Bizarrely, this includes paper size settings, which is a basic need for anyone looking to print photos, particularly as the Envy range has full support for borderless photo printing, unlike HP’s Deskjet range. On the plus side, there’s a lot to like about the HP Envy 4500 when it comes to print quality.
In our test, it produced fairly good black text on plain paper, while color graphics were excellent. Tones were vibrant, and there was little sign of banding. Photo print quality can’t rival that of photo printers, but the results were still pretty good on a variety of coated papers. While black tones initially looked quite pale and bluish, they darkened in the next couple of days to a deeper shade, although never quite reached the quality of prints produced by devices with a dedicated photo black cartridge.
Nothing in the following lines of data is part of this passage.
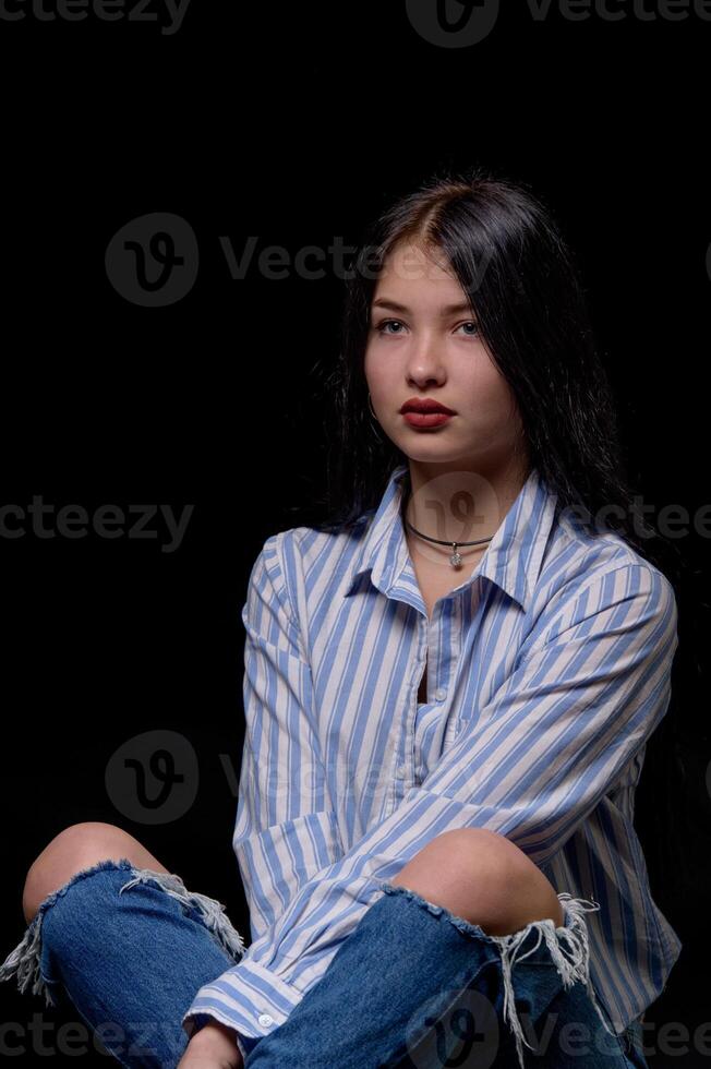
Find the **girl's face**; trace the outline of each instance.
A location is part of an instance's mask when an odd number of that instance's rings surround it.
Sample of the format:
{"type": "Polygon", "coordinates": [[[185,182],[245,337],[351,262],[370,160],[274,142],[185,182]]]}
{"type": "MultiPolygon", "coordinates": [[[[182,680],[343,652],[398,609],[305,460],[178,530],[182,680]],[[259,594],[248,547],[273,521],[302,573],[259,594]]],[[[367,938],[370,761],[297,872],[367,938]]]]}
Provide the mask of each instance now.
{"type": "Polygon", "coordinates": [[[401,244],[387,257],[371,304],[365,377],[378,423],[411,460],[483,471],[506,464],[521,436],[514,394],[436,251],[401,244]],[[411,427],[400,411],[411,398],[455,415],[439,427],[411,427]]]}

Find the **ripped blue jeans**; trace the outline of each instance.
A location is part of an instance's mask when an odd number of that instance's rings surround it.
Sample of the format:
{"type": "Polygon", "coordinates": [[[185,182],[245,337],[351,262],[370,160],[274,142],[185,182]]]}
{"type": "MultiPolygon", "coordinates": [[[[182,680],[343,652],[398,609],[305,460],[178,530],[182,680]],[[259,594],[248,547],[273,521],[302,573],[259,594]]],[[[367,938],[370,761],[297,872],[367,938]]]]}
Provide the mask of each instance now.
{"type": "MultiPolygon", "coordinates": [[[[583,900],[558,896],[561,928],[490,936],[382,887],[287,1020],[240,1037],[245,1069],[647,1069],[639,1023],[615,1034],[589,982],[583,900]]],[[[174,1067],[195,994],[243,952],[215,899],[101,861],[45,899],[0,980],[73,1007],[122,1066],[174,1067]]]]}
Our only other gripe was the paper-transport mechanism, whose grip wheels left tiny tracks in the glossy finish of our A4b lack-and-white test print. The HP Envy 4500’s scanner handled most jobs well, although contrast levels in high-resolution scans were boosted, giving them an artificial look. Printing and copying speeds were fairly leisurely, with standard-quality text emerging at 8.7 pages per minute (ppm). Draft text was a bit quicker at 13.5ppm and sharp enough to use for most correspondence. The Envy’s color-print speeds of 1.8ppm are very slow though. Photos were also sluggish, with six postcard-sized borderless prints taking nearly 27 minutes to print. Scan speeds were also on the slow side, taking two and a half minutes to scan a photo at 1,200dpi. It’s impressive to find wireless and duplex features in a printer this cheap, but HP has sacrificed performance and individual color cartridges. Unless wireless networking and duplexing are critical to you, then HP Envy 4500 is for you.